Une des forces du travail de Dumas est de nous interpeller sans jamais nous imposer une expérience formatée. Ainsi, certains pourraient avoir envie d’explorer les multiples hantises qui traversent l’exposition (aussi bien sous la forme textuelle, comme dans les titres de certaines composantes de l’exposition, que sous la forme de référence visuelle, que ce soit à Marcel Duchamp ou à Man Ray) et d’autres, la reconstitution de la vie d’une femme à travers une succession de stations évoquant ses états matrimoniaux successifs ou les corvées maternelles (la mariée, la maternité, l’allaitement, la mise au berceau, etc.), sans que l’une ou l’autre de ces démarches n’épuisent la richesse des suggestions disséminées par l’artiste dans chacun des éléments de l’oeuvre et dans leur interaction dans l’espace.

C’est probablement à cet égard qu’il faut être le plus attentif au travail de Dumas. Tirant habillement parti des ressemblances formelles de certaines composantes, elle crée des points de tension dans l’espace, comme si les éléments s’interpellaient de part et d’autre de la pièce centrale. À titre d’exemple, l’élément intitulé Le violon qui ne joue pas, réalisé à partir de la pièce de bois placée à l’origine derrière le miroir de la coiffeuse, propose, sur son côté face, une forme de torse de femme enceinte alors que son côté dos comporte des esses rappelant les ouïes de violon dont Man Ray avait affublé le portrait de Kiki de Montparnasse pour son célèbre Violon d’Ingres. Dans l’espace, il est littéralement opposé à Berceau / Chaloupe qui est construit à partir de la même forme et qui se rapporte à un moment post enfantement. Installé près de Transfert, élément en résine ayant absorbé le tain du miroir de la coiffeuse et reprenant la forme de torse caractéristique du Violon qui ne joue pas, le berceau peut aussi se lire comme une matrice. De la même façon, La mariée, dont l’allusion à la Mariée mise à nu par ses célibataires, même de Marcel Duchamp est évidente, elle entre en relation avec Coulée, une projection lumineuse, qui fait aussi référence à Duchamp, à travers Réfraction lumineuse, qui, selon l’artiste, évoque le Nu descendant l’escalier du peintre français.

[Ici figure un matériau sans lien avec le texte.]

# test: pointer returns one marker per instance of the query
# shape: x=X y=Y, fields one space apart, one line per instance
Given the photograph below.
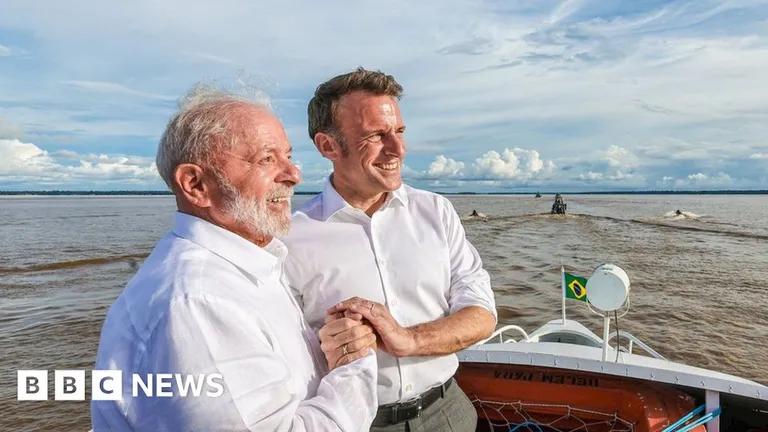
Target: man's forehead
x=369 y=104
x=260 y=128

Bien que Cette nuit-là, qui plastiquement rappelle un parchemin ancien qui s’effrite, semble, en fin de parcours, sceller l’exposition et indiquer qu’elle se referme sur elle-même, le travail d’association complexe existant entre les différentes composantes de cette dernière la maintient dans un esprit d’ouverture. La capacité poétique d’évocation, au coeur de la conception d’Unité de transfert / Transfer Unit, en fait sa grande richesse et une stimulante invitation à faire l’expérience de la construction du sens.

 

Critique et historien de l’art, Pierre Rannou agit à titre de commissaire d’exposition. Il a publié quelques essais, a participé à des ouvrages collectifs, a rédigé plusieurs opuscules d’exposition et a collaboré à différentes revues. Il enseigne au département d’histoire de l’art et au département de cinéma et communication du cégep Édouard-Montpetit.